Они простились. Сазонов посмотрел вслед Фомичеву и пожал плечами: чего, дескать, человек порет горячку? Никогда его институтский товарищ с ним так не говорил. Да, видимо, пришлось ему не сладко на высоком месте. Тот и отвел душу. Но не стоит придавать этому серьезного значения. Уж он-то не из робких. На каждое слово главного инженера у него найдется не менее крепкое слово. «Удельный князь, позиция…» — Сазонов усмехнулся и подумал: «Заносится-то как!»
5
Заседание партийного комитета началось ровно в семь часов. Члены парткома привыкли к точности.
Впервые Фомичев отчитывается о работе завода, шеститысячного коллектива. Все цехи как-будто встали перед его глазами.
Он говорил неторопливо, часто брался за стакан с водой — пересыхало горло, — стараясь держаться спокойно. Пачка мелко исписанных листков лежала перед ним на столике. Лицо его было чуть бледнее, чем всегда; голос звучал глуховато и с придыханиями, как у человека, страдающего одышкой; мелкий, как бисер, пот проступил на лбу и висках.
Выпивая из стакана мелкими глоточками воду, Фомичев всматривался в членов парткома, пытаясь по их лицам определить, какое впечатление производит на них его доклад. Не слишком ли мрачна его оценка работы? Передается ли им его уверенность, что коллектив сумеет преодолеть трудности? Но ничего сейчас нельзя сказать определенного.
Данько сидит на председательском месте. На нем тужурка из темного сукна, на клапане левого кармашка поблескивает значок депутата Верховного Совета РСФСР. Внимательно, не спуская глаз с Фомичева, парторг слушает его. Перед ним лежит большой раскрытый блокнот. Поглаживая пальцами щеточку усов, парторг берется за карандаш и пишет в блокноте. Записей все больше и больше…
У окна в самой глубине комнаты, закинув ногу на ногу, примостился Михаил Борисович Гребнев. Он производит впечатление самого молодого из присутствующих. Хмуря брови, Гребнев опять раскрывает свою записную книжку в красном переплете и пишет, осуждающе покачивая головой. Про него на заводе говорят: «Мужик кусачий». Выступает он всегда резко, но интересно. Очевидно готовится нападать на Фомичева.
Иногда слышится гулкий, как у людей с запущенным бронхитом, кашель мастера с ватержакетов Ивана Анисимовича Кубарева. Он сидит прямо напротив главного инженера, положив на колени большие, заросшие черным волосом руки, напряженно прислушиваясь к докладу.
Устало опустив голову, полузакрыв красноватые веки, словно задремав, сидит в глубоком кресле Немчинов. С утра ему нездоровилось. Изредка открывая глаза, Георгий Георгиевич с удивлением вглядывался в главного инженера, осуждая его за многословие, потирая седеющие виски, словно успокаивая головную боль.

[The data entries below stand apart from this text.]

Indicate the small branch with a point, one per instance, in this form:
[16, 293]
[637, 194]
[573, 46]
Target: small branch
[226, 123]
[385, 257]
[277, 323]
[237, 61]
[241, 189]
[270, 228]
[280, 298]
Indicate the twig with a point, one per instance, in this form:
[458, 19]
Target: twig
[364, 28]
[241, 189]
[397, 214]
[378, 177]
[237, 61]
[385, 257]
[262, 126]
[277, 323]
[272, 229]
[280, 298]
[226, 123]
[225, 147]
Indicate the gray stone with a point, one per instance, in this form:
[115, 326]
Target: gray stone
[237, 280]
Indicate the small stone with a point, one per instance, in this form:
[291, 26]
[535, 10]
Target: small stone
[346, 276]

Семь месяцев назад в большом зале Дворца культуры проходило торжественное заводское собрание. Обсуждались возможности выполнения годового плана. Фомичев хорошо, очень хорошо помнил тот вечер. Выступали представители всех цехов и говорили, что можно не только выполнить план, но дать стране медь и сверх задания. Сколько воодушевляющих слов звучало в речах! Выступал и Фомичев. Тогда он еще был начальником отражательного цеха.
Как круто повернулось колесо его жизни! Он встал во главе завода. Теперь на его долю выпало делать этот доклад… Многое, многое упустил он.

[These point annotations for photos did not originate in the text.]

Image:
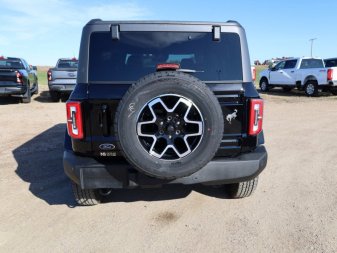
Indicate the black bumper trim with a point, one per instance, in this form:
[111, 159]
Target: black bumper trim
[64, 88]
[13, 90]
[91, 174]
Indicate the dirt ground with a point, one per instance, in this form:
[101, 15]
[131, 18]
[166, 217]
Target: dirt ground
[292, 210]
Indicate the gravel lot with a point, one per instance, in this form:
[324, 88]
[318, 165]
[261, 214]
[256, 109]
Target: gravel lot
[293, 209]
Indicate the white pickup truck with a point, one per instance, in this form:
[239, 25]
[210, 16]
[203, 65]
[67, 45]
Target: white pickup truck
[331, 63]
[308, 74]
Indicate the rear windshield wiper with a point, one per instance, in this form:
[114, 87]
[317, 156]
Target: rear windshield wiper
[190, 70]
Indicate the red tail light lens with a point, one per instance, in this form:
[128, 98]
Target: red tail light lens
[19, 77]
[330, 74]
[49, 75]
[254, 73]
[255, 116]
[74, 120]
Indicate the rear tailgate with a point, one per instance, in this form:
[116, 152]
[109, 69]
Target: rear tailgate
[7, 77]
[66, 76]
[101, 109]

— В чем же дело? — спросил Фомичев, перечислив недостатки в работе цехов. — Наши технические мероприятия отстали от роста программы. Государственный план мы выполнили. С трудом, правда, не легко, но выполнили. Однако для нас этого мало. Мы ведь и обязательство приняли. Наконец, наш план все время возрастает. И всю нашу работу надо строить так, чтобы росла выплавка меди.

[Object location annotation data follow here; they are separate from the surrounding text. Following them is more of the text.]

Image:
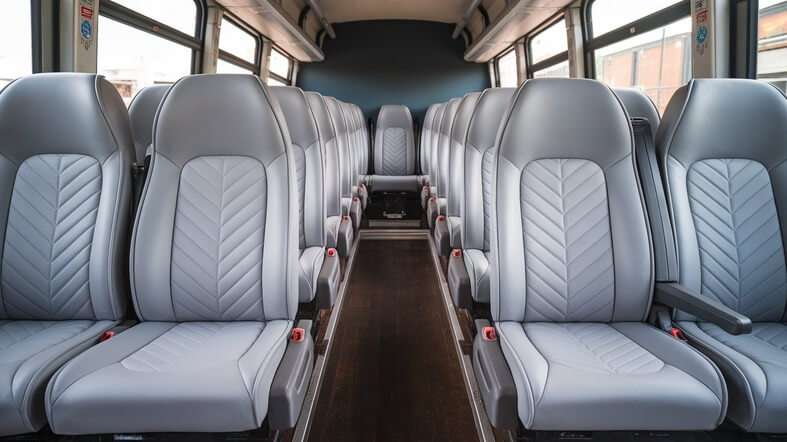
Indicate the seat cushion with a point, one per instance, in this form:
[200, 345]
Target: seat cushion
[30, 351]
[310, 264]
[477, 263]
[170, 377]
[755, 367]
[619, 376]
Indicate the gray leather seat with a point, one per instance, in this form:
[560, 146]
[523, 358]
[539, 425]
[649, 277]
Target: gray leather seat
[425, 152]
[350, 204]
[65, 158]
[639, 105]
[456, 168]
[440, 161]
[331, 171]
[723, 148]
[438, 119]
[214, 273]
[142, 112]
[394, 151]
[363, 133]
[572, 274]
[309, 162]
[476, 210]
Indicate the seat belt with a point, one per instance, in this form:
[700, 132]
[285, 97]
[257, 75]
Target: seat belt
[139, 173]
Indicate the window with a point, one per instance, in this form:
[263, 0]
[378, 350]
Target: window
[653, 56]
[608, 15]
[237, 49]
[772, 43]
[182, 15]
[506, 70]
[548, 51]
[132, 59]
[16, 53]
[146, 42]
[279, 67]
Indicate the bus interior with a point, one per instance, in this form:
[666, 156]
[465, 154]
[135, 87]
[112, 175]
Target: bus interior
[393, 220]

Фомичев взял последний свой листочек и медленно перечитывал записи: в них были изложены задачи коллектива. Но заговорил он о другом:
— Я вернулся на завод полтора года назад. Пять лет не был на заводе. Дорогой все думал: какой он теперь? Знаете, что меня поразило, когда я увидел цехи? В войну условия работы были неизмеримо более трудные. Однако никаких отступлений от технологии не допустили. Люди стали сильнее. Они даже усовершенствовали технологический режим, не мирились с тем, на что закрывали глаза перед войной. Первые пять дней я просто ходил по заводу, смотрел, наблюдал, разговаривал и изумлялся.